PERÓ: poi…… al termine del processo contro i criminali tedeschi di guerra, la modifica al “British Manual of Military Law” venne….. annullata. La nuova edizione dell’anno 1948 cancellò semplicemente la modifica introdotta nel 1944 e…. reintegrò il vecchio testo della legge”.

(la conferma di quanto detto sopra sulle modifiche della legge di guerra degli Stati Uniti (FM 27-10) nei punti in cui essa consente ai militari di difendersi in tribunale con la giustificazione di aver dovuto obbedire a un ordine superiore, si trovano nella pagine 57-58 del libro The road to Nuremberg, di Bradley F. Smith (ed. Deutsch, Londra 1981) che contengono integralmente le proposte di abrogazione fatte il 4 ottobre 1944, dal capo di divisione di guerra dell’ufficio del Iudge Advocate General, colonnello Archibald King), proposte che furono approvate il successivo 31 ottobre 1944, quando le precedenti leggi di guerra furono modificate. E questa modifica nel 1948 fu poi annullata).

Il processo di Norimberga si svolse comunque con questi principi nati solo in quella occasione. Gli altri processi che seguirono, su moltissimi ufficiali che in seguito a precisi ordini ricevuti avevano fatto fucilare degli ostaggi, si conclusero con delle assoluzioni. Come i subalterni di Kappler che i giudici a fine 1948 li dichiararono non punibili. E lo stesso Kappler fu condannato solo per i cinque in più e non per l’eccidio.

Inoltre ricordiamo come si espresse nel 1954, Eisenhower, comandante in capo delle forze alleate in Europa e poi presidente degli Stati Uniti; un giudizio che assume particolare rilevanza:
“L’obbedienza agli ordini in guerra, da parte degli ufficiali, deve essere assoluta e non condizionata da scrupoli morali. L’esistenza stessa di un esercito dipende dalla pronta esecuzione degli ordini. Nemmeno per un secondo io avrei tollerato un atto di disubbidienza o di insubordinazione” (New York Times del 13 maggio 1954).

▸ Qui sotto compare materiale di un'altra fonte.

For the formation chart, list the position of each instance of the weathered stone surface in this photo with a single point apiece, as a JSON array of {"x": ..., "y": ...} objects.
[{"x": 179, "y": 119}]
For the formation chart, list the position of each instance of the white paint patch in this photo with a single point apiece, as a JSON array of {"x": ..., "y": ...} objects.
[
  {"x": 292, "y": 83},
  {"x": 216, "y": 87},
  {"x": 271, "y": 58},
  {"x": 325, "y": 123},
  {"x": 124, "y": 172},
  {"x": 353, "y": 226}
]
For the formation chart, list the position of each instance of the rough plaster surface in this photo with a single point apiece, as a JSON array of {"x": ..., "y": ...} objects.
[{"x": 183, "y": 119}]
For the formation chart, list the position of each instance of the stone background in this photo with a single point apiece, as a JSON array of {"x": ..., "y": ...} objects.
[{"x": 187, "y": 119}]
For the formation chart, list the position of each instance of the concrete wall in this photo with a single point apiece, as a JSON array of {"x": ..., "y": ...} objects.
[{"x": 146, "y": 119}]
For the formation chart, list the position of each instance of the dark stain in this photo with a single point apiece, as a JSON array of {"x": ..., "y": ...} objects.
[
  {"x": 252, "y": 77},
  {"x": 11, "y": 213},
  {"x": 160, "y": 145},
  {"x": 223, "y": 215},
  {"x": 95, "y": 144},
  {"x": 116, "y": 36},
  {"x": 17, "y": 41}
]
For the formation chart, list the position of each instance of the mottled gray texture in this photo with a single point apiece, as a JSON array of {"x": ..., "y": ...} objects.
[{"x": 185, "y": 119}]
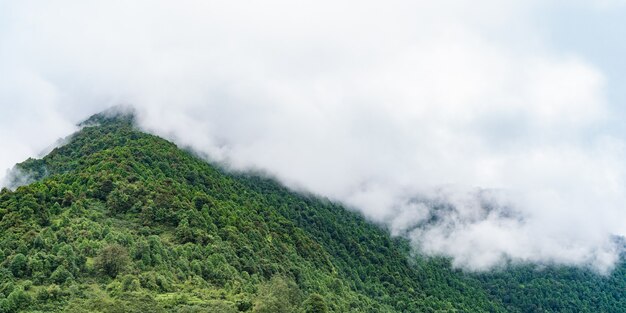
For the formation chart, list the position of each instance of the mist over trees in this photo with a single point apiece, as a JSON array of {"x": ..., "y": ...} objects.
[{"x": 126, "y": 221}]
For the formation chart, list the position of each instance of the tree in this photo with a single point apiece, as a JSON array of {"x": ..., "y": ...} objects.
[
  {"x": 19, "y": 265},
  {"x": 112, "y": 259},
  {"x": 315, "y": 304},
  {"x": 279, "y": 295}
]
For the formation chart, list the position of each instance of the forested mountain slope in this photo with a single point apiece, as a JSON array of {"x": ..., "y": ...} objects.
[{"x": 118, "y": 220}]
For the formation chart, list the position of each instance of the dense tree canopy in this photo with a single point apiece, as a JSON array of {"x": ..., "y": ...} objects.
[{"x": 122, "y": 221}]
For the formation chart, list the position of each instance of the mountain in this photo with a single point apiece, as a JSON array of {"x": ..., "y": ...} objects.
[{"x": 118, "y": 220}]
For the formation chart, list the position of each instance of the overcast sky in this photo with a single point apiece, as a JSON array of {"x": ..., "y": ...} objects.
[{"x": 387, "y": 106}]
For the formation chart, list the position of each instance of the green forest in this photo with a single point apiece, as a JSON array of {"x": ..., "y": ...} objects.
[{"x": 118, "y": 220}]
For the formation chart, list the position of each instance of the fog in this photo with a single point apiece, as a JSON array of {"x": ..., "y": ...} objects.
[{"x": 462, "y": 125}]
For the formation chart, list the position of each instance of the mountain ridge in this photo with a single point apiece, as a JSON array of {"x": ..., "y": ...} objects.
[{"x": 200, "y": 238}]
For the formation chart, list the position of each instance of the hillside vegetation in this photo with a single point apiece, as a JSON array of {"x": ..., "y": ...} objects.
[{"x": 118, "y": 220}]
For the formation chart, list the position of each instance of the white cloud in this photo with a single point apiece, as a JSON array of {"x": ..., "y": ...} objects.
[{"x": 376, "y": 105}]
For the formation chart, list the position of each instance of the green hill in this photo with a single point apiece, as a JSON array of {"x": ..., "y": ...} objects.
[{"x": 118, "y": 220}]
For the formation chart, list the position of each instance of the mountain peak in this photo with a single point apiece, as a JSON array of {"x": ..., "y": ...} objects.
[{"x": 119, "y": 114}]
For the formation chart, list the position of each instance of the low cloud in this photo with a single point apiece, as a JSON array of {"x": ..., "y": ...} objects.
[{"x": 454, "y": 123}]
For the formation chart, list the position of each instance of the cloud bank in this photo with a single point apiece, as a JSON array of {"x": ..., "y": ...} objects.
[{"x": 455, "y": 123}]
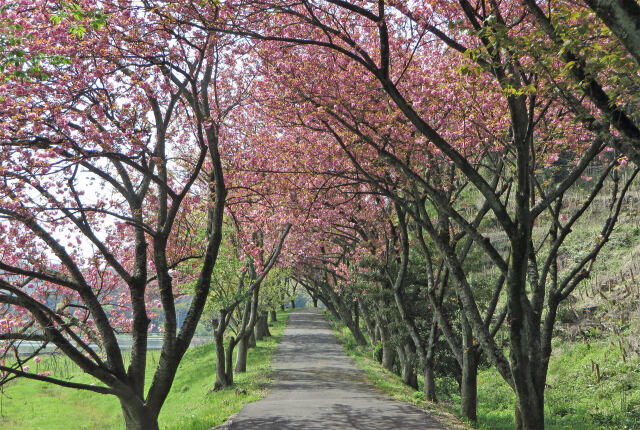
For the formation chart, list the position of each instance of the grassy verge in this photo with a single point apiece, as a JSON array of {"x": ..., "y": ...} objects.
[
  {"x": 574, "y": 399},
  {"x": 388, "y": 382},
  {"x": 35, "y": 405}
]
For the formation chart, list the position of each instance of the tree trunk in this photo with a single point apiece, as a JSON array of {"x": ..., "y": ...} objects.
[
  {"x": 429, "y": 376},
  {"x": 409, "y": 377},
  {"x": 262, "y": 327},
  {"x": 265, "y": 325},
  {"x": 241, "y": 356},
  {"x": 138, "y": 417},
  {"x": 469, "y": 383},
  {"x": 229, "y": 362},
  {"x": 221, "y": 374},
  {"x": 368, "y": 322},
  {"x": 430, "y": 382},
  {"x": 388, "y": 356}
]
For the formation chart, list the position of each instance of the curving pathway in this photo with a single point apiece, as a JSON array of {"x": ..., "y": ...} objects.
[{"x": 317, "y": 386}]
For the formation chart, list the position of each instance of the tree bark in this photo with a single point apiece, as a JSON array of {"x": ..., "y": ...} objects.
[
  {"x": 221, "y": 375},
  {"x": 241, "y": 355},
  {"x": 388, "y": 356},
  {"x": 409, "y": 376},
  {"x": 137, "y": 416},
  {"x": 429, "y": 375},
  {"x": 262, "y": 327},
  {"x": 364, "y": 311},
  {"x": 469, "y": 383}
]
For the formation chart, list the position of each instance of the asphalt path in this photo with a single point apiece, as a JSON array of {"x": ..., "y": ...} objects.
[{"x": 317, "y": 386}]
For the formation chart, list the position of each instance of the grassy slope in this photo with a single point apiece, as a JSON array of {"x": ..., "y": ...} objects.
[
  {"x": 573, "y": 398},
  {"x": 34, "y": 405},
  {"x": 388, "y": 382}
]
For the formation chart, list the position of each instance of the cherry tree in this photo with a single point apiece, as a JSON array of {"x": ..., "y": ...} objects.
[
  {"x": 95, "y": 195},
  {"x": 382, "y": 48}
]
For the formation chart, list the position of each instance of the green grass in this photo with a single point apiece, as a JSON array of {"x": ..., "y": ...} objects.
[
  {"x": 573, "y": 398},
  {"x": 390, "y": 383},
  {"x": 35, "y": 405}
]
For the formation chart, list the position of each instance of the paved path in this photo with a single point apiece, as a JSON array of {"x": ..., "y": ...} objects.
[{"x": 317, "y": 386}]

Il processo di Norimberga lasciò comunque una brutta eredità storica; ha creato una strana situazione nella quale ogni militare é tenuto a valutare rapidamente, sulla base di un proprio personalissimo codice morale, se un ordine appena ricevuto vada eseguito o respinto.
Se lo respinge può essere giustiziato dai suoi superiori; mentre se lo esegue ciecamente ma poi lui sfortunatamente cade in mano al nemico vincitore, finisce come al processo di Norimberga: impiccato comunque.

A proposito di questo processo, Benedetto Croce, in un discorso al Parlamento nel 1947, fece questa affermazione “Un tribunale costituito dai vincitori e non basato su norme preesistenti può solo definirsi strumento di vendetta e non di giustizia”.

André Chenier, ghigliottinato a Parigi durante il Terrore disse: “Tinta del sangue dei vinti ogni spada è innocente”.